The Sincerest Form of Flattery
LU 43 is out on Test, and a couple of things caught my eye:
Group Looting Method Changes
- Need before greed: Players are given the option to select "need", "greed", or "decline" for each item in a chest. The item will be assigned to a random player who chooses "need". If no players choose "need", it will be randomly assigned to a player who chooses "greed".
- Round-Robin: Items will be assigned to players automatically in round-robin fashion.
- You can now specify an item rarity level in your group options, such as Treasured, Legendary, Fabled or All Items.
- Items of the specified rarity and above will be awarded to group members according to the specified looting method (Lotto, Need before greed, etc)
- All items below the specified rarity will be assigned automatically via round-robin.
- This applies to No-Trade items as well, so if you prefer to not have any items assigned automatically, select "All Items" and every item will be awarded according to the selected loot method.
OR, you get tired of waiting on an item that you could sell or sacrifice, and decline, only to have the person in group that could use it say "FFA" after you've clicked through.
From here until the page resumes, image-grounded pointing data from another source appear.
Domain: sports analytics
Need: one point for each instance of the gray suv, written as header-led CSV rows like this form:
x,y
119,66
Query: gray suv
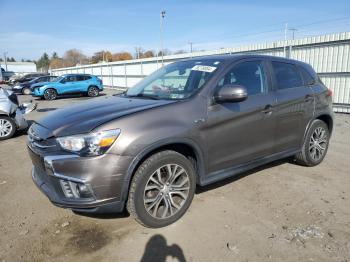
x,y
193,122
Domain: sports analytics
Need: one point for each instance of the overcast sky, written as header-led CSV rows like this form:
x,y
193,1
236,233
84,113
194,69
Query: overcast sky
x,y
29,28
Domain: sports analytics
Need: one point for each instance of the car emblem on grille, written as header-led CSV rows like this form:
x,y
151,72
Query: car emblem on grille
x,y
33,135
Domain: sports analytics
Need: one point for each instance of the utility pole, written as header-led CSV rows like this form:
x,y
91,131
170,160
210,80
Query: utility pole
x,y
293,31
285,39
5,53
191,44
138,51
162,15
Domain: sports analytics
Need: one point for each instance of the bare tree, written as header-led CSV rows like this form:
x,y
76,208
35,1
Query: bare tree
x,y
122,56
73,57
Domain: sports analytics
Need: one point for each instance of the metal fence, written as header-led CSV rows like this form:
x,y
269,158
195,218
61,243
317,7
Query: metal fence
x,y
328,54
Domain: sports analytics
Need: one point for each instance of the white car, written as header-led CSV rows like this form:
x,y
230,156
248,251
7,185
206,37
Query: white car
x,y
11,114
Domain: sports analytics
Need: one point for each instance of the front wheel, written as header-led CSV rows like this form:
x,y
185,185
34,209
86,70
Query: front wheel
x,y
50,94
7,127
162,189
93,91
315,145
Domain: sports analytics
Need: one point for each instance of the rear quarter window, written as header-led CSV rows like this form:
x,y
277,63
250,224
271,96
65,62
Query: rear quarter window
x,y
307,77
286,75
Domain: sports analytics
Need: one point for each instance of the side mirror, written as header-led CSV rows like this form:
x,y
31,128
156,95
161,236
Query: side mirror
x,y
231,93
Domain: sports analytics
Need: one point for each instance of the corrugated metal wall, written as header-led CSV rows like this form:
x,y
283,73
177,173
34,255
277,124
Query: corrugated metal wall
x,y
328,54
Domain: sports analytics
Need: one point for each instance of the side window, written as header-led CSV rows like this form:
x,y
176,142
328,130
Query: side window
x,y
287,75
249,74
308,78
71,78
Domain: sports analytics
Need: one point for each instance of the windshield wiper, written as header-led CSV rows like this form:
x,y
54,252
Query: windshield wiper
x,y
141,95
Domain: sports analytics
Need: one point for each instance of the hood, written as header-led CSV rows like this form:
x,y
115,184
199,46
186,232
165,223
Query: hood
x,y
85,116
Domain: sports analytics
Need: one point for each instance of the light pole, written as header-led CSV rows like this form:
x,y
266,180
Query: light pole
x,y
5,53
293,31
285,39
162,15
191,44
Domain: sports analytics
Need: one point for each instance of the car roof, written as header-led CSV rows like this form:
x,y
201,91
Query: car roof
x,y
233,57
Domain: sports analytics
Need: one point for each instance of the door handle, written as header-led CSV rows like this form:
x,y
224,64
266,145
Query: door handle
x,y
267,110
308,98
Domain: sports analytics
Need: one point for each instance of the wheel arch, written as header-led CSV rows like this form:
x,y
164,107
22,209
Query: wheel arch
x,y
186,147
325,117
328,120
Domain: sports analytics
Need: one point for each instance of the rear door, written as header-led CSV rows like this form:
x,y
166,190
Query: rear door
x,y
240,132
295,105
71,85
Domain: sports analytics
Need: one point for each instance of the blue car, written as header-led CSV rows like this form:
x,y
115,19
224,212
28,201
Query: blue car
x,y
69,84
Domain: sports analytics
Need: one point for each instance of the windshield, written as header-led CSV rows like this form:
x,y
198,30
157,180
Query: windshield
x,y
176,81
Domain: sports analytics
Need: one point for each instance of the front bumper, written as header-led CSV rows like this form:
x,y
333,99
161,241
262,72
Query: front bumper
x,y
103,175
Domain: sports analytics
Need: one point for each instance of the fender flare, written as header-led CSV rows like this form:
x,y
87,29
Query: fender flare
x,y
314,118
138,158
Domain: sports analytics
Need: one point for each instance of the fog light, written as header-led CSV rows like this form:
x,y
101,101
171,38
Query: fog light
x,y
75,190
83,191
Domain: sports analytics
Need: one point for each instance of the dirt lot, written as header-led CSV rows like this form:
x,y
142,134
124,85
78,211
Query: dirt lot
x,y
280,212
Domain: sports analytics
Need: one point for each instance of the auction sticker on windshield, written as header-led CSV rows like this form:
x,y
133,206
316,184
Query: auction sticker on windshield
x,y
203,68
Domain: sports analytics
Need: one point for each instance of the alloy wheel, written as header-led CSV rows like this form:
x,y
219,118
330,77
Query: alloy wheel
x,y
50,94
93,91
166,191
5,127
318,143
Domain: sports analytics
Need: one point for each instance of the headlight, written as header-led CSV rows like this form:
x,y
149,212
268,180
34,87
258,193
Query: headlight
x,y
93,144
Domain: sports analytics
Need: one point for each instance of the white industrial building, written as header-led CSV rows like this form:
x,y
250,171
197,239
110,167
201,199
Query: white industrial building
x,y
328,54
19,67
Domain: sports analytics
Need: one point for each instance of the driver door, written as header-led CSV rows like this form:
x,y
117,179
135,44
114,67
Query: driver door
x,y
70,85
240,132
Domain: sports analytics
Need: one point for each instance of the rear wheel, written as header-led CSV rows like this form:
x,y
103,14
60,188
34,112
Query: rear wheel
x,y
50,94
26,91
93,91
162,189
315,145
7,127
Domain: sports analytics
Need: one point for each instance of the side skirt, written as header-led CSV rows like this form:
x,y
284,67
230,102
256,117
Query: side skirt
x,y
236,170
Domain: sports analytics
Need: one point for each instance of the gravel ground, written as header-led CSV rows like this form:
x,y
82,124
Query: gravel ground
x,y
279,212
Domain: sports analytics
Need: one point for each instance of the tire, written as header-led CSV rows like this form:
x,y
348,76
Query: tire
x,y
168,204
50,94
93,91
315,145
7,127
26,91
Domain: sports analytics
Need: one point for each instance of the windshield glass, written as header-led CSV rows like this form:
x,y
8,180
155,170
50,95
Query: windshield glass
x,y
176,81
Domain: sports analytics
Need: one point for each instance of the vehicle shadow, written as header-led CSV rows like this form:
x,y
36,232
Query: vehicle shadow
x,y
46,109
157,250
201,189
123,214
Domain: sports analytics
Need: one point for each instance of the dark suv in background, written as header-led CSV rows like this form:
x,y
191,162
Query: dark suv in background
x,y
192,122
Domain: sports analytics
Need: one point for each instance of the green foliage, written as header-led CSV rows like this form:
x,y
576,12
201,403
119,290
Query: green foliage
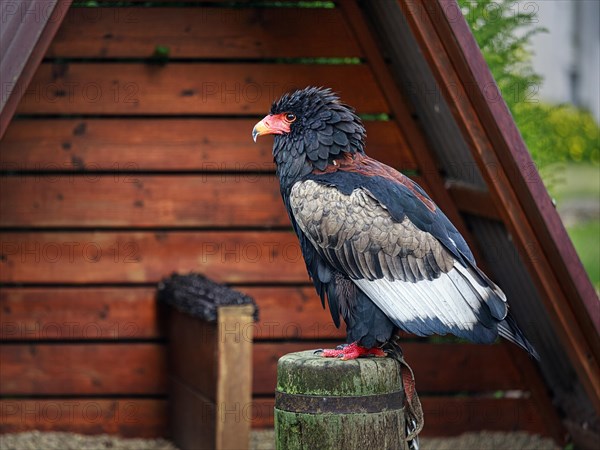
x,y
553,134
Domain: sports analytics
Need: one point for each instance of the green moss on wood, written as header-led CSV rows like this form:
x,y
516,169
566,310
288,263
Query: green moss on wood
x,y
310,374
298,431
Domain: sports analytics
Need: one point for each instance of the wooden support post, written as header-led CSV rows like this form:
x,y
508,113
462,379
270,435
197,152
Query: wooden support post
x,y
210,364
329,403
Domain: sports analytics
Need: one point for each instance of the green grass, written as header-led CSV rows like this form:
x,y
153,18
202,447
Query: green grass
x,y
572,183
586,239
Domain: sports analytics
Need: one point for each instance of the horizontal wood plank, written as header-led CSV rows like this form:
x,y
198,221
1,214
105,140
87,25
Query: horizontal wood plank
x,y
208,145
111,257
43,314
127,417
197,88
77,369
148,417
137,200
203,33
83,369
451,416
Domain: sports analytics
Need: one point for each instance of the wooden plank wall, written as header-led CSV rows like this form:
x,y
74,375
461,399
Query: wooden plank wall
x,y
122,168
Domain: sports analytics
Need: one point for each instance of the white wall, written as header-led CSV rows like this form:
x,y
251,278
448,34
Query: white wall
x,y
571,46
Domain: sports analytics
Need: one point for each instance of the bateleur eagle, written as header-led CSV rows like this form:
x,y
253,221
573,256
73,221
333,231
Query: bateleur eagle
x,y
377,248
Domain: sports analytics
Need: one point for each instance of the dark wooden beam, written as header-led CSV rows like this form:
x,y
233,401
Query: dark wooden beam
x,y
27,30
424,157
525,207
472,200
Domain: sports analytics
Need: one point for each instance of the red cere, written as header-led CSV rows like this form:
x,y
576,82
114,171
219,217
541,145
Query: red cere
x,y
277,123
364,165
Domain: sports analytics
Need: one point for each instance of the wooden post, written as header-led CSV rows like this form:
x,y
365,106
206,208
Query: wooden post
x,y
334,404
210,364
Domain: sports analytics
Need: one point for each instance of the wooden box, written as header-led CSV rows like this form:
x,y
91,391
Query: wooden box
x,y
210,375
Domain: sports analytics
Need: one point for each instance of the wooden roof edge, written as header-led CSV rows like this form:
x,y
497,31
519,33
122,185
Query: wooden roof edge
x,y
512,153
31,45
522,169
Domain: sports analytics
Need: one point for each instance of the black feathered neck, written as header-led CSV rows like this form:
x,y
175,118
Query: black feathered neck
x,y
324,128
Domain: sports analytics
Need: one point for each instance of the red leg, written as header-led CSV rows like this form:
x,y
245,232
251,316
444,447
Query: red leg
x,y
352,351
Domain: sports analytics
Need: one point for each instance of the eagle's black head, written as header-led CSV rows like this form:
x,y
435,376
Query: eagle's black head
x,y
311,127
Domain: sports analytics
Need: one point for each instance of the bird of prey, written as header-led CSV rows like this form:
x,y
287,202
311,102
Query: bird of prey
x,y
379,251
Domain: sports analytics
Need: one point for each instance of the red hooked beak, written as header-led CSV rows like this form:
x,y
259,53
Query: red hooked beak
x,y
271,124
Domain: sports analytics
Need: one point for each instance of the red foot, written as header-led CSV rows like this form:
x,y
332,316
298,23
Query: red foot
x,y
352,351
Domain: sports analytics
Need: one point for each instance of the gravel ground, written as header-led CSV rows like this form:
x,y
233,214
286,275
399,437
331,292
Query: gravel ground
x,y
36,440
260,440
263,440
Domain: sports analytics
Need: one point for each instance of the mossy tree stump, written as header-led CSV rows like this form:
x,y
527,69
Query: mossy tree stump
x,y
328,403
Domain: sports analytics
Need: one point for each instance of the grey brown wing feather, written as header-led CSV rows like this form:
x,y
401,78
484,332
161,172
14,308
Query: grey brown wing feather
x,y
405,271
357,233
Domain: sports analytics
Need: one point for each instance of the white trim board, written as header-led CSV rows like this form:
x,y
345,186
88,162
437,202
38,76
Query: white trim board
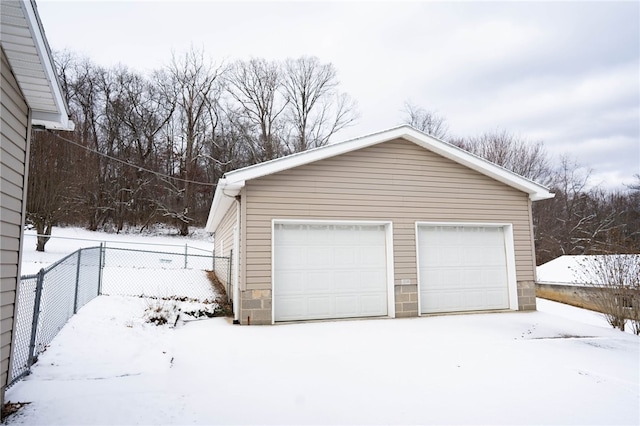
x,y
232,182
388,227
512,283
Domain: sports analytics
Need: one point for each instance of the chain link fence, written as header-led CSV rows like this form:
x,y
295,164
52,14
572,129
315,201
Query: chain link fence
x,y
47,300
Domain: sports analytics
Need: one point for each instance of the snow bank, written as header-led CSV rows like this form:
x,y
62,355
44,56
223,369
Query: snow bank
x,y
109,367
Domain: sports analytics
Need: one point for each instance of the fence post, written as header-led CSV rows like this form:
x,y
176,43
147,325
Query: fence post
x,y
100,267
75,298
36,317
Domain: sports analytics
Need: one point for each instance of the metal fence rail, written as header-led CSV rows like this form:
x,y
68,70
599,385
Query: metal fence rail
x,y
47,300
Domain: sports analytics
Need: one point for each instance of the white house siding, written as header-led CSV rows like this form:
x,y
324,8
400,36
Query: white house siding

Annoying, but they're your friends, so you shut up.
What this new feature will give us is a "Need" button, a "Greed" button, and a "That junk isn't worthy of my precious inventory space" button, also known as a "Decline" button. World of Warcraft has long had this form of loot distribution, and it works really well. I don't mind at all that they seem to have borrowed it wholesale. If you wouldn't mind having something just for the money, click greed. If and when someone clicks "Need" they will get it, or roll off versus anyone else who clicked "Need".
Yes, this is still open to certain types of abuse, namely those sorts who will click "Need" on everything. But that soon becomes obvious. But I think this will speed things up enormously.
There's another change that's related. Harvesting of shinys will be changing too:
LOOTING
- Harvestable Shiny objects ("?") will now act like treasure chests.
There's one downside of the Shiny harvesting that worries me, though. Now, you will be able to look at a shiny and decide whether to pick it up or not. The obvious thing is that you leave stuff you already have, and pick up the stuff you don't have. The more advanced version of this is that you learn what the rares are, and pick them up even if you have them.
Without extra care, what this will do is leave lots of non-rares about, and no rares. We see this effect in old-game nodes. When a node that is harvested is replenished with a randomly selected node, then soon all the desirable nodes are gone, and the Thundering Steppes landscape is littered with the least desirable nodes. Like bushes. Or herb nodes, remember them?
In Desert of Flames, this problem was solved by regionalizing node types. In the crocodile caves in Sinking Sands, you would get only two node types, ore and stone. When a node is harvested there, another node of one of those types respawns, in the crocodile caves. So the spawn rate of these two node types is still controlled, but the relative desirability of various nodes ceases to be a factor.
I don't think this works for shinys. They might have to do something a little more complicated, such as tracking the spawn rate of the rares, and jiggering the chance of spawning a new rare based on what's currently spawned in the zone. It's all managed server side, anyway.
In any case, these changes will make the gameplay experience much nicer 90 percent of the time. Even if they did copy it from WoW.